A map showing a route avoiding a drawn area.
Valhalla's exclude polygons feature in action.

With the bounding circles, we can quickly reject a good amount of edges and avoid a lot of expensive intersection tests. Just like the location search, the performance improvement depends on the input. But here is where the bounding circles really shine: for a few large polygons, there is a ~20-30x speed up, while for lots of small polygons, I observed a >200x speed up, cutting the processing time from ~10s to tens of milliseconds. As this was my principal motivation to get started on this feature, seeing these numbers made me really happy.

Dynamic vector tile generation

Valhalla’s new /tile end point offers users to visualize the road network using MapBox Vector Tiles (MVT), optionally with all sorts of information on live traffic, access restrictions and more. With the bounding circles, dynamically collecting all edges intersecting a vector tile boundary becomes much faster, especially on high zoom levels, where most edges in a given bin will be outside of the tile box. On zoom level 11, I measured a ~1.5x speed up compared to before, while on zoom level 14, that value was closer to 4x on a warm tile cache.

Map Matching (TBD)

The original reason Kevin had the initial idea for bounding circles was to use the location search used for routing in map matching. Currently, Valhalla’s map matching module, meili, uses its own simplified location search. This focuses on low latency and sacrifices two aspects in order to obtain it:

  1. RAM: each worker uses its own in-memory location cache, which can take up lots of space, especially when running many worker instances on the same machine
  2. Location search goodies: Valhalla’s default location search, loki, has lots of features that are useful for location filtering, which meili’s search compromises on.

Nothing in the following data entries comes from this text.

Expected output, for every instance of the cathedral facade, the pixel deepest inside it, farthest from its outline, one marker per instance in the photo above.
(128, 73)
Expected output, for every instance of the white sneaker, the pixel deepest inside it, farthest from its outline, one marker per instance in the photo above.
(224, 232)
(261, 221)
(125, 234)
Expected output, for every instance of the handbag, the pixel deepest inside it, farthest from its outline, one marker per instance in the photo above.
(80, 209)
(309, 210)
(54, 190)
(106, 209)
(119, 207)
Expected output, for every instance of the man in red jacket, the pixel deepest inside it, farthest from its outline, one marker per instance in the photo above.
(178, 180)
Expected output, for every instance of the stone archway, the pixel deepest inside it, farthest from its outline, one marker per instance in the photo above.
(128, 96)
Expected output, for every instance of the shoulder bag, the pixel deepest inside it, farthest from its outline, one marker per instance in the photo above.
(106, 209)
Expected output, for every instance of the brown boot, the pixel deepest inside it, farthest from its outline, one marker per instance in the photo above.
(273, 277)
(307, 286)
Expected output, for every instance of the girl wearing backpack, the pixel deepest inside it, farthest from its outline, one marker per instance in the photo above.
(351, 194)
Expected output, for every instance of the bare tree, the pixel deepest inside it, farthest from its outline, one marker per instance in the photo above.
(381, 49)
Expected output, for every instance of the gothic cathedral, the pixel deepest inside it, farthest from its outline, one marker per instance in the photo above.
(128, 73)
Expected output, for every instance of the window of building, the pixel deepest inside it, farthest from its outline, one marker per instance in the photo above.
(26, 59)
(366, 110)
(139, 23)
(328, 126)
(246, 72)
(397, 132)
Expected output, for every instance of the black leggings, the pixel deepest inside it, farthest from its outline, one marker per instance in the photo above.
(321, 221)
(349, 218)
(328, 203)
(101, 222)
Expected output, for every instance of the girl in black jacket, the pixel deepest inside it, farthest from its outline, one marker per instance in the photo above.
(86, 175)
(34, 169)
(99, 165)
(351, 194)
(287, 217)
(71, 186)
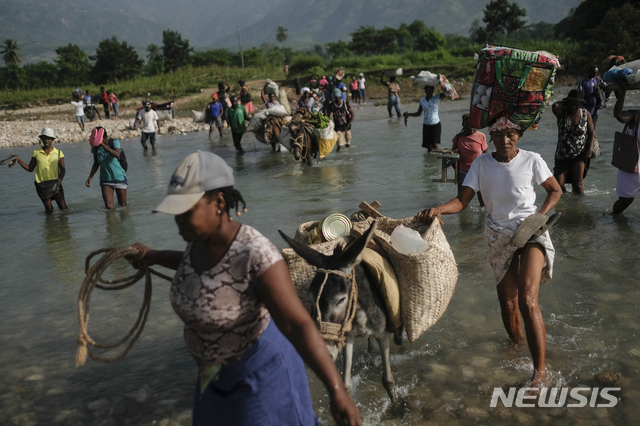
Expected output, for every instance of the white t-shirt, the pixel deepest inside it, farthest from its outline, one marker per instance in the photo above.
(507, 188)
(149, 120)
(79, 106)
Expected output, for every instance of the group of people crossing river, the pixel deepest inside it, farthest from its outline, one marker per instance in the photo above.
(243, 321)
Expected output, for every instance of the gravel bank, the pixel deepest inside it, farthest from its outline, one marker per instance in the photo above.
(23, 133)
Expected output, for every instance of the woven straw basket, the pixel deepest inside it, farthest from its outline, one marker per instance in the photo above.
(426, 280)
(301, 272)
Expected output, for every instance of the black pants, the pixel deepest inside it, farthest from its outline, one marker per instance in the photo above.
(237, 137)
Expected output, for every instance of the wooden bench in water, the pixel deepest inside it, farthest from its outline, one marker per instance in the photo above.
(449, 159)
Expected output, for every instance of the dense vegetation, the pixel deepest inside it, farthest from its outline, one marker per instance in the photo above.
(589, 34)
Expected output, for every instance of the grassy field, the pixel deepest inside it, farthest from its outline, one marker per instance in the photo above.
(189, 81)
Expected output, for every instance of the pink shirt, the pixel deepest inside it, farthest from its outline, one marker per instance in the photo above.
(469, 147)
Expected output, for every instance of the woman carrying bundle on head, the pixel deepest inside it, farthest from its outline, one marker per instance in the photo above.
(575, 141)
(244, 323)
(520, 260)
(107, 155)
(245, 98)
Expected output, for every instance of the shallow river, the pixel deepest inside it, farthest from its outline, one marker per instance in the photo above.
(590, 307)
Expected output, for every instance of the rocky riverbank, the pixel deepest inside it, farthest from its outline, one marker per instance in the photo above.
(25, 132)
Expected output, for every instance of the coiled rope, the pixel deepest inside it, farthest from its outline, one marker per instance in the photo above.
(94, 279)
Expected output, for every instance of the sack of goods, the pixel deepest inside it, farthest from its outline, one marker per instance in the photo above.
(628, 73)
(133, 125)
(198, 116)
(512, 83)
(448, 87)
(284, 100)
(393, 73)
(272, 87)
(326, 139)
(285, 138)
(256, 124)
(277, 111)
(426, 78)
(164, 115)
(427, 274)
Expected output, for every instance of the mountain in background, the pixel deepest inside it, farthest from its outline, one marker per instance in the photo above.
(40, 26)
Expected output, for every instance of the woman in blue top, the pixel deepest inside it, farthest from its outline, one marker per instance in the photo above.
(431, 127)
(106, 155)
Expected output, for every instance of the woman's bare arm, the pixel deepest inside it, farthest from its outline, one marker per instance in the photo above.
(451, 207)
(554, 192)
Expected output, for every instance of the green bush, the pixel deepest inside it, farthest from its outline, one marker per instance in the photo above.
(302, 64)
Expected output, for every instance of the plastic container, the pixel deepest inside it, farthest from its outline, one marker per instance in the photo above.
(427, 78)
(408, 241)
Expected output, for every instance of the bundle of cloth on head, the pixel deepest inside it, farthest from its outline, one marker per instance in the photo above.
(513, 84)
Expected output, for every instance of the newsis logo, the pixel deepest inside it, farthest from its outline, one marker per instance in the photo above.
(554, 397)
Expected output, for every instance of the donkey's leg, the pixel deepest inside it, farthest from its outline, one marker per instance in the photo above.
(347, 356)
(387, 376)
(370, 344)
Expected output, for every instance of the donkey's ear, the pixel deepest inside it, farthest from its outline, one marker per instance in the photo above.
(350, 255)
(313, 257)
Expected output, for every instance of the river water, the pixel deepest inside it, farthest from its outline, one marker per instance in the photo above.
(447, 376)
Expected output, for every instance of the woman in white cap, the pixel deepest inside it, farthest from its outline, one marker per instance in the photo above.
(506, 179)
(48, 163)
(244, 323)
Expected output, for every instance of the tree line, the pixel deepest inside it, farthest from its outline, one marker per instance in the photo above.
(596, 29)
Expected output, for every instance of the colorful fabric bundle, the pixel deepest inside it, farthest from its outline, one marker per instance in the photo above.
(512, 83)
(319, 120)
(448, 87)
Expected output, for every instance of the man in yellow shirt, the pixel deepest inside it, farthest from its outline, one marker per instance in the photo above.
(48, 162)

Getting rid of meili’s search would require loki’s search to become much faster, and the bounding circles may just have pushed it into the realm of feasibility. I haven’t gotten around to replacing meili’s search yet, but it’s on my list. If anyone is interested in better location filtering for map matching, feel free to reach to me via chrstn at <this_domain> dot de.

Wrapping up

And that’s it, this blog post ended up being longer than I anticipated, but it’s a feature I have enjoyed working on for quite some time, and I am quite proud of the outcome. Huge thanks to Kevin for the original idea, and inspiration and guidance along the way!